El cielo de la calle Florida

 


    As pessoas passavam por mim, apressadas. Era o fim de um dia útil e o céu estava nublado, então todos os tons alaranjados do pôr-do-sol, corriqueiros, estavam escondidos atrás das nuvens. Minha cabeça era um turbilhão de pensamentos e eu, como de costume, só queria andar até meu hotel, tomar um banho quente e apagar os pensamentos com o álcool mais barato que pudesse achar nos aplicativos de entrega. Passava por várias lojas cheia de coisas que eu não precisava - as mesmas que você fazia questão de admirar quando estávamos ali - e não virava o rosto. Não queria lembrar. Foi debaixo de um céu cinza, como hoje, que você me disse que não poderíamos mais ser nós. 

    Enquanto passava pelo cruzamento da passarela, aconteceu. Meus olhos estavam distraídos, mas no momento em que passei pela ponte, eles cruzaram com os seus. Como podia ser? Eu não prestava atenção em nada, não me ative a nada, não quis ver mais nada e, assim, como se procurasse, te vi. Você estava parado, em frente ao café, segurando um copo daqueles recicláveis. Os cabelos claros contrastavam com a jaqueta de couro preta que te protegia do frio. Você, que estava sorrindo, ficou imediatamente sério ao me ver. Os olhares, que se cruzaram ao mesmo tempo - de imediato e surpreendentemente - eram mais gelados que o céu de maio que pairava sobre nós. 

    Aparentemente, meus pés não me obedeciam. Meu cérebro gritava por sair dali, mas eu havia parado de andar. Talvez, ao fundo, algumas pessoas tivessem praguejado por minha parada repentina no meio da multidão, já que estava andando com tanta pressa. Agora, simplesmente desviavam de mim, com um olhar carrancudo de quem pensa "el lugar del paseo es el centro comercial!". Não sei. Aparentemente, meus ouvidos pararam também de funcionar, já que todo o ruído absurdo do fim de tarde na rua Florida era de um cessar impossível.

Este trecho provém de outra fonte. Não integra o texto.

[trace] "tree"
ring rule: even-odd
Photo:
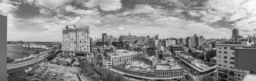
[[[210,76],[204,76],[201,78],[199,78],[201,81],[215,81],[214,79]]]

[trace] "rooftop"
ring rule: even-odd
[[[242,81],[255,81],[256,79],[256,75],[248,74],[246,75]]]
[[[128,54],[135,54],[138,53],[140,53],[139,52],[136,51],[119,51],[118,53],[109,53],[108,54],[110,56],[122,56],[122,55],[125,55]]]
[[[156,70],[169,70],[182,69],[177,65],[170,66],[169,65],[158,65],[156,66]]]

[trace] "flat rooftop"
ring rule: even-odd
[[[136,51],[128,51],[128,52],[127,51],[121,51],[120,52],[118,52],[118,53],[109,53],[109,54],[108,54],[110,56],[122,56],[122,55],[132,54],[137,54],[138,53],[139,53],[139,52]]]
[[[169,65],[158,65],[156,66],[156,70],[169,70],[182,69],[177,65],[170,66]]]
[[[255,81],[256,79],[256,75],[248,74],[245,76],[242,81]]]

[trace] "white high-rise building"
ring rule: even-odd
[[[8,81],[7,63],[7,14],[0,13],[0,81]]]
[[[90,32],[87,25],[66,26],[66,29],[62,30],[63,54],[75,56],[77,54],[90,54]]]

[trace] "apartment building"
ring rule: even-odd
[[[6,49],[7,36],[7,14],[0,13],[0,81],[7,81]]]
[[[247,71],[235,68],[234,49],[247,46],[242,44],[216,44],[217,77],[218,81],[240,81]]]
[[[66,26],[62,30],[62,51],[64,55],[90,53],[90,27],[81,25]]]

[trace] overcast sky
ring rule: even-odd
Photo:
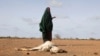
[[[41,37],[46,7],[56,16],[53,36],[100,38],[100,0],[0,0],[0,36]]]

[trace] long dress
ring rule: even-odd
[[[46,8],[39,26],[40,26],[40,31],[42,32],[43,41],[44,42],[51,41],[53,23],[52,23],[52,16],[51,16],[49,7]]]

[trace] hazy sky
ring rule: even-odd
[[[0,36],[41,37],[46,7],[56,16],[53,36],[100,38],[100,0],[0,0]]]

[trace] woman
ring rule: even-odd
[[[42,32],[43,42],[52,40],[53,18],[55,17],[51,16],[50,8],[47,7],[39,24],[40,31]]]

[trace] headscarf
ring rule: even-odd
[[[47,7],[39,24],[41,32],[52,31],[53,23],[50,8]]]

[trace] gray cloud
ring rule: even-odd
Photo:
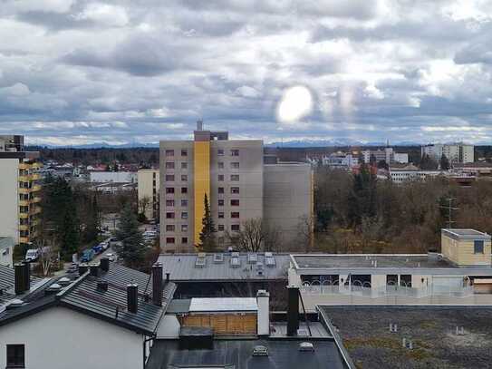
[[[0,133],[492,142],[490,3],[108,0],[0,8]],[[276,121],[304,85],[313,112]]]

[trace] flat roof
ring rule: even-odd
[[[486,368],[492,361],[492,307],[320,306],[363,368]],[[390,324],[398,325],[390,332]],[[464,328],[456,335],[456,326]],[[413,349],[402,346],[411,339]]]
[[[299,351],[301,342],[311,342],[314,352]],[[253,349],[264,345],[268,356],[253,356]],[[157,340],[147,369],[161,368],[228,368],[228,369],[344,369],[344,364],[333,340],[304,339],[231,339],[214,340],[212,348],[182,349],[178,340]]]
[[[257,311],[256,297],[194,297],[190,313],[217,311]]]
[[[457,239],[490,239],[490,235],[471,228],[444,228],[441,233]]]
[[[234,255],[233,255],[234,254]],[[257,253],[256,261],[248,262],[247,253],[240,253],[238,264],[233,265],[235,253],[206,254],[204,261],[197,264],[198,254],[160,254],[159,261],[173,282],[242,282],[251,280],[287,280],[289,254],[273,254],[274,264],[267,265],[265,253]]]

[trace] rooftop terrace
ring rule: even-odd
[[[344,346],[363,368],[487,368],[492,308],[475,306],[323,306]],[[396,324],[396,333],[390,324]],[[464,334],[457,335],[456,327]],[[459,328],[460,329],[460,328]],[[402,340],[412,340],[413,349]]]

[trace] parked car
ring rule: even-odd
[[[81,257],[81,262],[82,263],[88,263],[91,260],[94,258],[94,250],[92,248],[87,248],[82,252],[82,256]]]
[[[36,261],[39,258],[40,254],[41,252],[39,248],[29,248],[25,253],[25,261],[28,263]]]

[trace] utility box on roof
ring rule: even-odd
[[[441,253],[458,267],[490,267],[490,235],[475,229],[442,229]]]

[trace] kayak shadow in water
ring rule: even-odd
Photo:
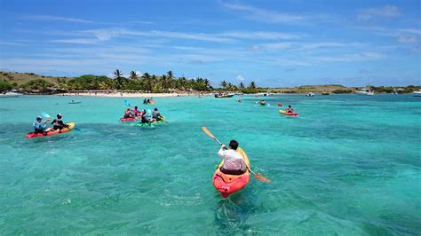
[[[251,191],[247,188],[219,200],[215,209],[215,224],[219,232],[235,234],[250,230],[250,226],[244,223],[255,212],[253,200]]]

    Você apertou os lábios, com uma cara de pena. Como quem vê um cachorro perdido mas tem pressa demais para apanhá-lo. Quase um pedido de desculpas, mas você não fez nada errado. E, novamente, aquilo me dilacerou. Você estava com pena de mim. Percebi, então, o motivo. Meus olhos estavam cheios de lágrimas, pois ver seu rosto de longe me bambeou as pernas e acelerou meu coração. Você estava ali, seguindo a vida, como quem nada havia feito de diferente nos últimos dias. E eu, que há noventa e seis horas não via a luz da sobriedade, notavelmente estava em luto. 

    Alguém esbarrou em mim e pediu desculpas. Os sons voltaram e eu olhei em volta. Ao voltar novamente os olhos para a porta do café, não mais te achei. "Anda!", meu cérebro ordenou, aproveitando o lapso de realidade. Voltei a andar, com mais pressa do que andava antes, o pensamento mais confuso do que antes. Você teria aproveitado o momento em que esbarraram em mim para sair da minha vista? Você teria se adiantado para vir falar comigo? Teria apenas permanecido onde estava, pois esperou que eu fosse até você? Teria ficado também paralisado pelo choque do reencontro?

    Jamais saberei. Foi a última vez que te vi.